Create a replication flow to replicate data from your SAP source into ADLS Gen2. For more information on this configuration, see the SAP help on creating a replication flow.

  1. Launch the Data Builder in SAP Datasphere.

  2. Select New Replication Flow.

  3. When the replication flow canvas opens, select Select Source Connection, and select the connection you created for your SAP source system.

  4. Select the appropriate source container, which is the type of source objects you want to replicate from. The following example uses CDS_EXTRACTION to replicate data from CDS views in an SAP S/4HANA on-premises source system. Then select Select.

    Screenshot of selecting the source container in replication flow.

  5. Select Add Source Objects to choose the source objects you want to replicate. After you select all your sources, select Next.

    Screenshot of selecting the source objects in replication flow.

  6. Configure the target ADLS Gen2. Select the target connection and container. Check that the target settings are correct: Group Delta is set to None and File Type is set to Parquet.

    Screenshot of ADLS Gen2 target settings.

  7. Configure the detail settings for the replication. Select Settings in the middle section of the canvas. Check and adjust the selected Load Type if needed. Currently, mirroring supports Initial and Delta.

    Screenshot of replication flow load type settings.

  8. In the Run Settings dialog, you can adjust the load frequency of the replication and adjust resources if needed.

  9. Deploy and run the replication to replicate the data.

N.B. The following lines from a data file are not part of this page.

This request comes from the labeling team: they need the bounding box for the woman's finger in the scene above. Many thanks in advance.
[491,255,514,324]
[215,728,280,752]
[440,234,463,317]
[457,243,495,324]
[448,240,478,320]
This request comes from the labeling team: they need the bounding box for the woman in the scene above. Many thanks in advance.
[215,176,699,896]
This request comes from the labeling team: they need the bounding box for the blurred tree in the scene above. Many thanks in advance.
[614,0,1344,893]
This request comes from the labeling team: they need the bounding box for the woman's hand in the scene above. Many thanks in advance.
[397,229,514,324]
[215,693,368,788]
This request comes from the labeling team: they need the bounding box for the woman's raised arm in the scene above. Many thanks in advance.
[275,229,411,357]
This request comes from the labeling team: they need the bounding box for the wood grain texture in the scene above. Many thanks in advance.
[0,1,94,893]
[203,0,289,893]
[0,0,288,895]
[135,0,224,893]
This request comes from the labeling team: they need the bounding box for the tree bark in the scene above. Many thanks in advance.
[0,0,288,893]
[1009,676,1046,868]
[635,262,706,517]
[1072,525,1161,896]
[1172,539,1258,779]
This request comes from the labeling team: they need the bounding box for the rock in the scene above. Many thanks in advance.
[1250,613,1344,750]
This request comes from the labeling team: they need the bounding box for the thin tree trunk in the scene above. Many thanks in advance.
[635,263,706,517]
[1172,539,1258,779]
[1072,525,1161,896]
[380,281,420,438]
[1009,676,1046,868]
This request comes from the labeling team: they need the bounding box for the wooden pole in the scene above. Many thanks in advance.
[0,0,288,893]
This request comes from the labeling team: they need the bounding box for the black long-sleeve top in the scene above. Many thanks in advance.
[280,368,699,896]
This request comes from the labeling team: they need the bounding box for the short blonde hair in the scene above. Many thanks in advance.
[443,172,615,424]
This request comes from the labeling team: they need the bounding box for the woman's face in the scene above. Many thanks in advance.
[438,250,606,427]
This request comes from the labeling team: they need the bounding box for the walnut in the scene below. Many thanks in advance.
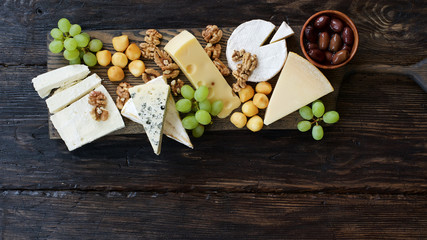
[139,43,157,59]
[89,91,107,107]
[144,29,163,45]
[231,49,246,62]
[202,25,222,44]
[90,106,108,121]
[154,48,179,78]
[116,82,132,110]
[171,79,184,96]
[205,43,221,59]
[142,68,160,83]
[232,49,258,92]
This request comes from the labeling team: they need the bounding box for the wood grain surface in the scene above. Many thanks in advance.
[0,0,427,239]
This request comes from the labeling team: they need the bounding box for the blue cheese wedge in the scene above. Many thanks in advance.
[50,85,125,151]
[121,76,193,148]
[32,64,90,98]
[46,73,102,113]
[129,81,170,155]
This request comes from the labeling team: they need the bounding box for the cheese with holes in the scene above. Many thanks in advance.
[264,52,334,125]
[121,76,193,148]
[165,31,240,118]
[270,21,294,43]
[32,64,90,98]
[225,19,288,82]
[46,73,102,113]
[50,85,125,151]
[129,84,170,155]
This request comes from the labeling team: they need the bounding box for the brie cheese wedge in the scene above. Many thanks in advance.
[129,81,170,155]
[32,64,90,98]
[226,19,287,82]
[121,76,193,148]
[270,21,294,43]
[50,85,125,151]
[46,73,102,113]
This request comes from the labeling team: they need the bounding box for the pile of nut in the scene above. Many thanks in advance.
[202,25,230,76]
[230,82,273,132]
[88,91,108,121]
[232,49,258,92]
[304,15,354,65]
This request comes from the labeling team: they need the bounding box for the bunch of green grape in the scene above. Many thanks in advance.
[176,85,224,138]
[297,100,340,140]
[49,18,102,67]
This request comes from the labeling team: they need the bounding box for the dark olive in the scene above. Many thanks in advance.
[332,50,350,65]
[304,25,317,43]
[314,15,331,29]
[319,32,330,50]
[329,18,344,32]
[342,27,354,45]
[308,49,325,62]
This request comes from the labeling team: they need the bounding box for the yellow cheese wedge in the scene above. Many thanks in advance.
[264,52,334,125]
[165,31,240,118]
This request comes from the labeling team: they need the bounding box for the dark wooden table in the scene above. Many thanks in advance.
[0,0,427,239]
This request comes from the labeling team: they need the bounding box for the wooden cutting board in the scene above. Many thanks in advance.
[47,27,345,139]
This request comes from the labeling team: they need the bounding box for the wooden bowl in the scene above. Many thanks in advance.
[300,10,359,69]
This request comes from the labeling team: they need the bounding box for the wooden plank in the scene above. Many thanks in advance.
[0,66,427,194]
[47,28,345,139]
[0,0,427,65]
[0,191,427,239]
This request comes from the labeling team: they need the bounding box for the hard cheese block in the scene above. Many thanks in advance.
[121,76,193,148]
[270,22,294,43]
[129,84,170,155]
[264,52,334,125]
[32,64,90,98]
[165,31,240,118]
[50,85,125,151]
[46,73,102,113]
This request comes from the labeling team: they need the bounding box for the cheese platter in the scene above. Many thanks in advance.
[47,24,344,139]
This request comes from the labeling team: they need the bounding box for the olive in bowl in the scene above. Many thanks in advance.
[300,10,359,69]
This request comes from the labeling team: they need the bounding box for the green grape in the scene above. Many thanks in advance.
[58,18,71,33]
[74,34,90,47]
[323,111,340,124]
[49,40,64,53]
[64,38,77,50]
[182,115,199,130]
[70,57,81,65]
[196,110,212,125]
[297,121,311,132]
[70,24,82,37]
[311,125,323,140]
[194,86,209,102]
[175,98,191,113]
[211,100,224,116]
[50,28,64,40]
[89,39,102,52]
[299,106,313,120]
[191,124,205,138]
[199,99,212,113]
[83,52,98,67]
[311,101,325,118]
[181,85,194,100]
[64,49,79,61]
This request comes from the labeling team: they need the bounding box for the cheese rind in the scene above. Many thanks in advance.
[46,73,102,113]
[225,19,288,82]
[129,84,170,155]
[270,21,294,43]
[165,31,240,118]
[121,76,193,148]
[264,52,334,125]
[32,64,90,98]
[50,85,125,151]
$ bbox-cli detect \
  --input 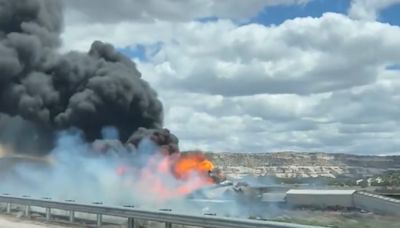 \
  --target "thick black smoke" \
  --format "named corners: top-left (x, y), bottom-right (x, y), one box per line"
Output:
top-left (0, 0), bottom-right (162, 153)
top-left (127, 128), bottom-right (179, 154)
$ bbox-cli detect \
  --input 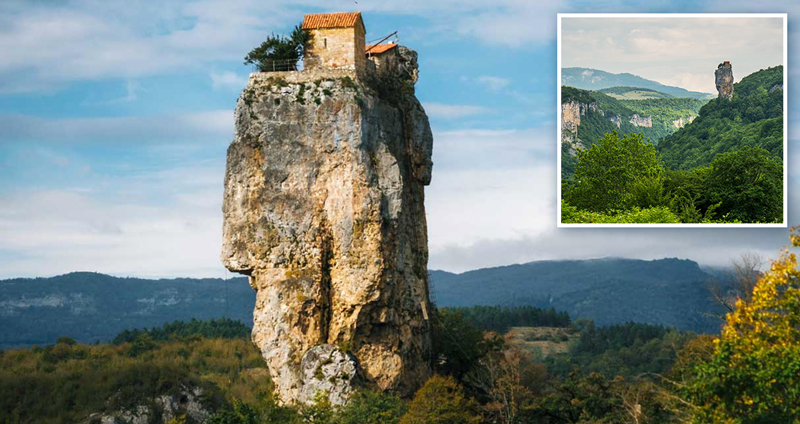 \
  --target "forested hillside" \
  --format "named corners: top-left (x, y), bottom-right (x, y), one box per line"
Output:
top-left (561, 66), bottom-right (784, 224)
top-left (431, 259), bottom-right (723, 333)
top-left (658, 66), bottom-right (783, 170)
top-left (0, 272), bottom-right (255, 349)
top-left (561, 68), bottom-right (713, 99)
top-left (597, 87), bottom-right (675, 100)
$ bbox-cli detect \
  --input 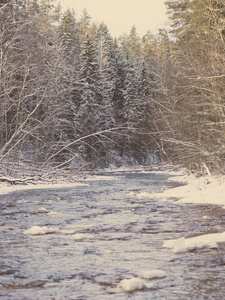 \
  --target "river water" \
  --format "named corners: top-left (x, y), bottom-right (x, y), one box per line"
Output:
top-left (0, 169), bottom-right (225, 300)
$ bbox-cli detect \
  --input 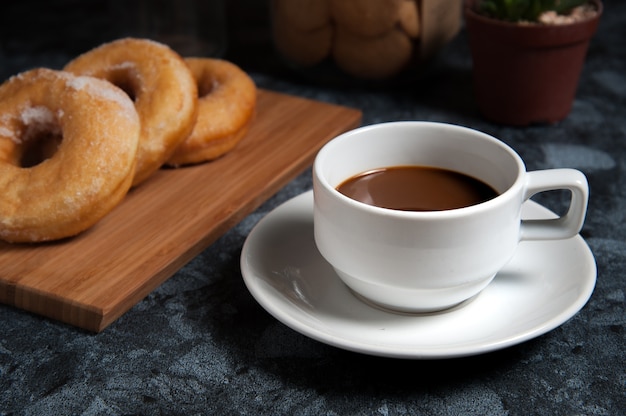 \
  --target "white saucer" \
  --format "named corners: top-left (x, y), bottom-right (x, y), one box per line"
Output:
top-left (241, 191), bottom-right (596, 359)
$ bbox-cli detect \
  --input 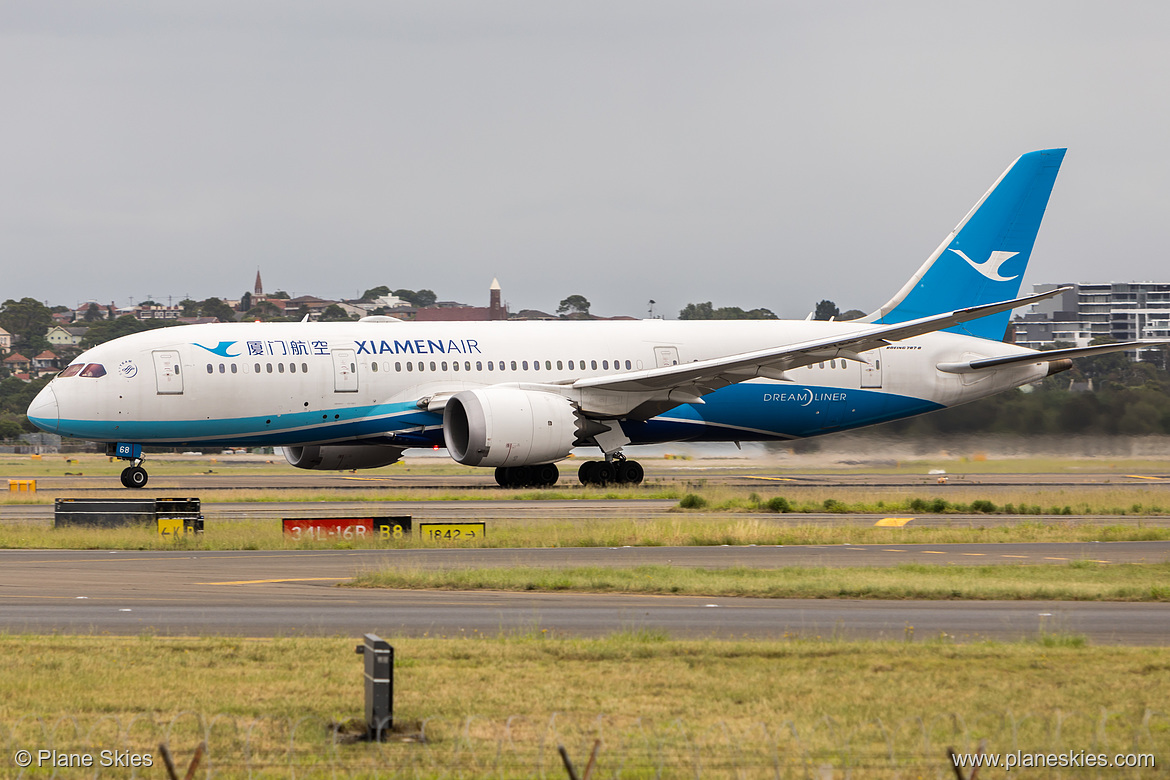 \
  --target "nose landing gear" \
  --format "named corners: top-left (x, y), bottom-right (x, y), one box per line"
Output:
top-left (122, 465), bottom-right (150, 488)
top-left (105, 442), bottom-right (150, 488)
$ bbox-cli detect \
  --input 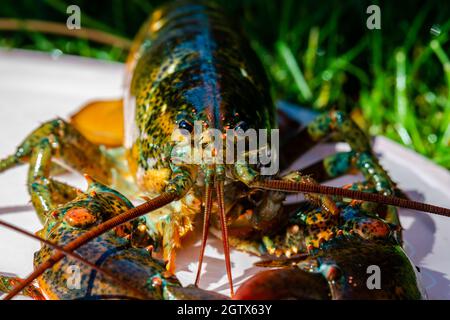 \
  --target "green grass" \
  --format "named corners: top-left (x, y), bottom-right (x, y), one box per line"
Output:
top-left (0, 0), bottom-right (450, 169)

  10. Go to your ADLS Gen2 container and validate the data is replicated.

Create a Copy job

This section explains how to create a Copy job to replicate data from SAP via SAP Datasphere Outbound.

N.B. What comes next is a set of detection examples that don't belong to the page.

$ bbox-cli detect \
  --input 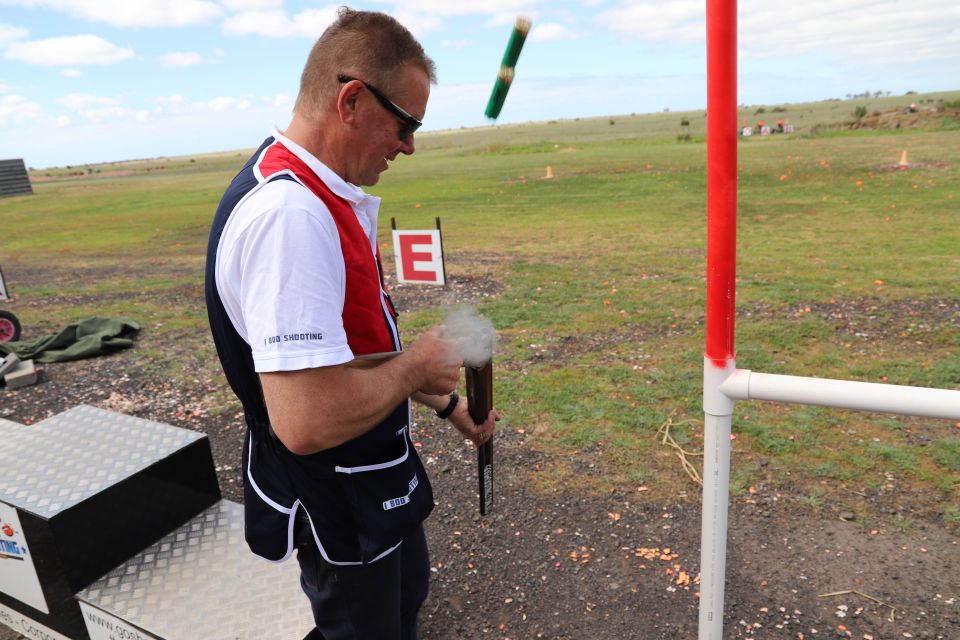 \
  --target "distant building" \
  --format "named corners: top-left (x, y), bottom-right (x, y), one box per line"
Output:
top-left (0, 158), bottom-right (33, 198)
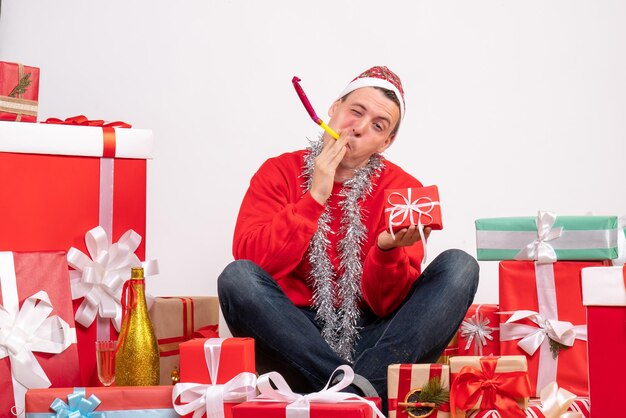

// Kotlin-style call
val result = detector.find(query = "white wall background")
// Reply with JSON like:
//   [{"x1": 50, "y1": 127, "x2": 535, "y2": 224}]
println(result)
[{"x1": 0, "y1": 0, "x2": 626, "y2": 310}]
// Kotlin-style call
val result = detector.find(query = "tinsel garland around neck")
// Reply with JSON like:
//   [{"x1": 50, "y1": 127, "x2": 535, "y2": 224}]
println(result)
[{"x1": 302, "y1": 139, "x2": 385, "y2": 361}]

  1. In your workspace, select New item and find Copy job.

  2. Select the SAP Datasphere Outbound connection and provide the URL to your ADLS Gen2 account.

    Screenshot of browsing the lakehouse and selecting the path.

  3. Specify the folders where your SAP Datasphere outbound data is stored and that you want to move to your destinations.

  4. The remaining steps are the same as CDC replication for any other CDC-enabled source.

Limitations

  • Copy job for SAP CDC via SAP Datasphere supports all types of SAP sources offered by SAP Datasphere, including SAP S/4HANA, SAP ECC, SAP BW/4HANA, SAP BW, and SAP Datasphere itself. Refer to SAP Datasphere replication flow documentation for details.

  • SAP Datasphere replication flow setup requirements:

    • Ensure you configure the target storage settings propertly: set Group Delta to None and set File Type to Parquet.
    • Currently, SAP mirroring supports replication flow load type as Initial and Delta.
  • Once the Copy job is configured, you can monitor the current state of replication from ADLS Gen2 to supported destinations. If you observe a delay in the appearance of mirrored data, also check the SAP Datasphere replication flow status and if the data is replicated into the storage.